Source: CNRS-INEE

Passée au scanner par une équipe internationale de scientifiques, dont deux chercheurs CNRS, cette "momie" de grenouille conservée dans les collections du Muséum national d'Histoire naturelle a révélé un crâne et un squelette en grande partie intacts. Une belle surprise qui a permis d'estimer l'âge du batracien - entre 34 et 40 millions d'années - et de résoudre une énigme paléontologique.

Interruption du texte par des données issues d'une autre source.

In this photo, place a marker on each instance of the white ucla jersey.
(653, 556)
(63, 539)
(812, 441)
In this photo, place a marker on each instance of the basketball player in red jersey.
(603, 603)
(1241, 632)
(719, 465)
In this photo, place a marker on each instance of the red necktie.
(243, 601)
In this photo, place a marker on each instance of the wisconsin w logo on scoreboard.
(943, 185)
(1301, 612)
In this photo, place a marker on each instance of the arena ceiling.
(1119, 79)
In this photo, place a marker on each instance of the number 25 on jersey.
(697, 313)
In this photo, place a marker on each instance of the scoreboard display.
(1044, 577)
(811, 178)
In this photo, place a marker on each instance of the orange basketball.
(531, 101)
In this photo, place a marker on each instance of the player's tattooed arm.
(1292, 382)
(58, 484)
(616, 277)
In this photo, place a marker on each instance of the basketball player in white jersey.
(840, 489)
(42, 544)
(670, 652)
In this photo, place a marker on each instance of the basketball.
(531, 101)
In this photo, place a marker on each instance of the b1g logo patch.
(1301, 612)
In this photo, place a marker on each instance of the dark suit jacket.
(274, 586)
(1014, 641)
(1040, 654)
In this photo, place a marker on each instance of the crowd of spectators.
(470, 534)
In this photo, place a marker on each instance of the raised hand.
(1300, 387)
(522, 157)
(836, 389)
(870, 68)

C'est un magnifique caillou exposé dans la galerie de paléontologie du Muséum d'histoire naturelle. Trouvée au 19e siècle dans les Phosphorites du Quercy, cette "momie naturelle", ainsi qu'on a coutume d'appeler les fossiles préservant la forme externe de l'animal, restait muette quant à sa classification et à son âge exact. "A l'époque, les fossiles de différents gisements ont été mélangés, ce qui rendait impossible la datation", explique Jean-Claude Rage, chercheur CNRS au département Sciences de la Terre du Muséum d'Histoire naturelle. Il a donc été décidé d'utiliser un scanner à rayons X afin d'en savoir plus sur le batracien. "Personnellement, je craignais que l'intérieur soit complétement détruit, confie le chercheur, mais c'est au contraire un crâne et un squelette largement intacts qui sont apparus sur l'image en 3D."

A la grande surprise des scientifiques, le crâne de la momie est identique à celui, déjà connu dans le registre fossile, d'une autre grenouille ancienne, Thaumastosaurus gezei, provenant également des Phosphorites du Quercy et datée entre 40 et 34 millions d'années. "On avait l'âge et l'espèce de la momie... Seul problème: sa ceinture pectorale et sa colonne vertébrale, typiques des ranoïdes, ou grenouilles communes, ne correspondaient pas au scénario précédemment élaboré sur Thaumastosaurus", raconte Jean-Claude Rage.

Auparavant, seul le crâne de Thaumastosaurus gezei était connu, et sur cette base, les chercheurs avaient conclu que l'espèce était apparentée à un groupe de grenouilles typiquement sud-américain, les cératophryidés. Or, pour passer en Europeles grenouilles avaient forcément traversé l'Amérique du Nord, où l'on n'en trouve pourtant aucune trace fossile... "Grâce aux informations fournies par la momie, on sait désormais que Thaumastosaurus est plus certainement apparentée à un groupe africain de ranoïde", conclut le paléontologue. C'est la deuxième surprise de cette étude: car, si on connaissait l'existence d'échanges fauniques entre l'Afrique et l'Europe à cette période, on n'avait jamais établi que des grenouilles avaient fait le voyage...

Référence:A Re-Interpretation of the Eocene Anuran Thaumastosaurus Based on MicroCT Examination of a 'Mummified' Specimen, publié le 25 septembre dans Plos One par Fabien Laloy, Jean-Claude Rage, Susan E. Evans, Renaud Boistel, Nicolas Lenoir et Michel Laurin.